Dennoch betonte Armeesprecher Chris Olukolade vor Journalisten, die Soldaten seien durchaus in der Lage, dem Terror von Boko Haram ein Ende zu bereiten. "Alle Quartiere, die die Gruppe früher nutzte, sind von der Armee eingenommen worden", so Olukolade. Die Terrorgruppe fechte gerade ihren letzten Kampf. In der Vergangenheit war die Armee immer wieder kritisiert worden, dass sie nicht ausreichend zur Terrorbekämpfung ausgebildet sei.
Amnesty International kritisiert immer wieder das Verhalten der Soldaten gegenüber der Zivilbevölkerung. In einem Bericht der Menschenrechtsorganisation heißt es, auch die Armee und eine Spezialeinheit begingen Kriegsverbrechen. Der Vorwurf ist nicht neu. Bereits im Juli 2009 wurde eine Vielzahl damals führender Boko-Haram-Mitglieder bei Straßenkämpfen erschossen, statt sie zu verhaften und vor Gericht zu stellen. Experten sind sich einig, dass diese Vorgehensweise zu einer Radikalisierung der Gruppe führte.
So massiv wie in diesem Jahr ist der Terror allerdings noch nie gewesen. Nach jüngsten Zahlen der staatlichen Nothilfe-Agentur NEMA haben seit Januar bereits rund 400.000 Menschen den Norden Nigerias verlassen. Allein aus dem Bundesstaat Borno stammten mehr als 180.000 Binnenflüchtlinge. Angriffe auf Städte wie Gwoza lassen die Zahlen weiter in die Höhe schnellen.

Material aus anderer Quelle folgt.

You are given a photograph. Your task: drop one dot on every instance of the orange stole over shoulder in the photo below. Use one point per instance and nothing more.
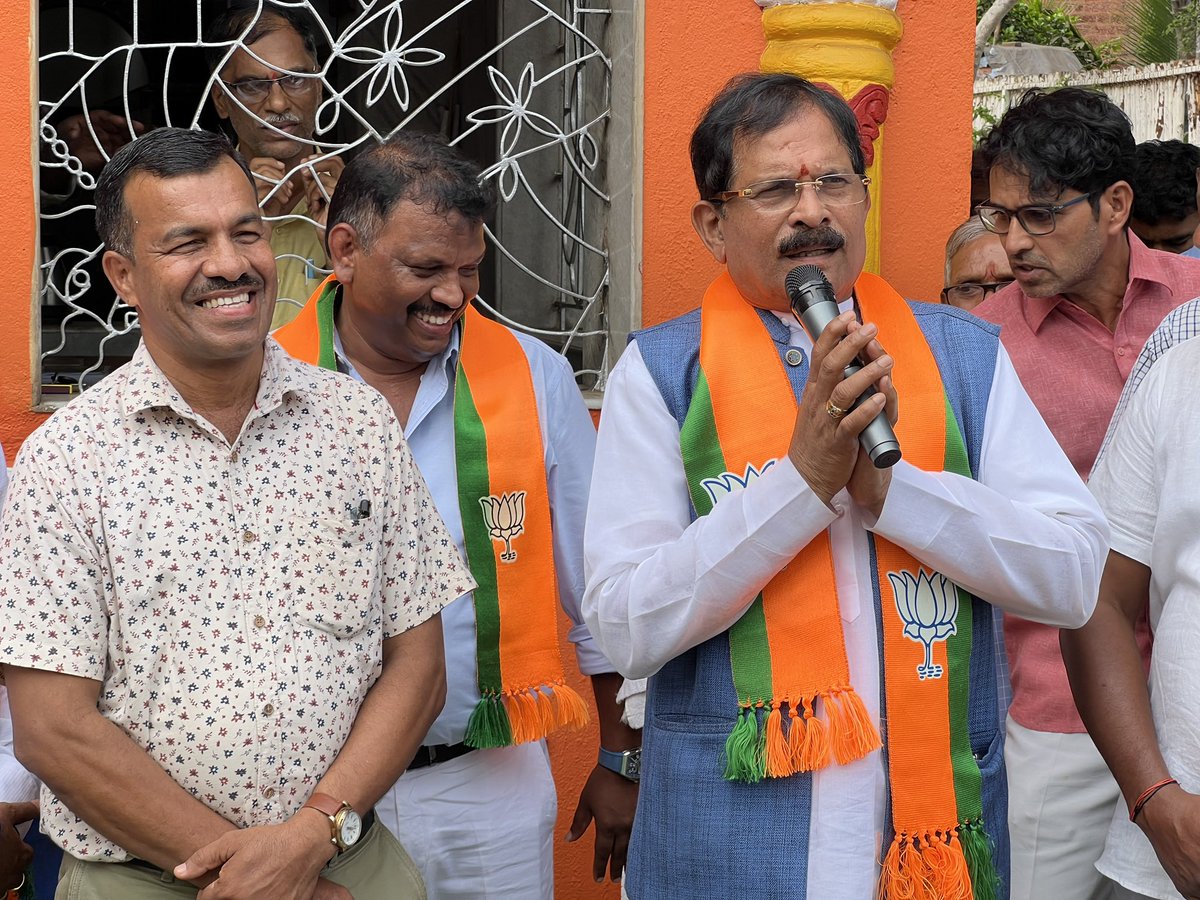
(504, 502)
(787, 652)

In der Hauptstadt Abuja geht derweil die Sorge um die entführten Mädchen von Chibok weiter. Anders als bislang trifft sich die Protestgruppe "BringBackOurGirls" nicht mehr täglich am Unity Fountain in Sichtweite des Hilton Hotels, sondern an verschiedenen Orten innerhalb der Stadt. "Wir haben Drohungen erhalten und möchten niemanden gefährden", sagt Aisha Yussufu, die die Treffen der Gruppe organisiert.
Insgesamt wirkt ihr Protest leiser als in der Anfangsphase. Aufgeben wollen Yussufu und ihre Mitstreiter aber noch lange nicht - trotz vieler anderer Diskussionen, die die Entführung allmählich zu überlagern drohen.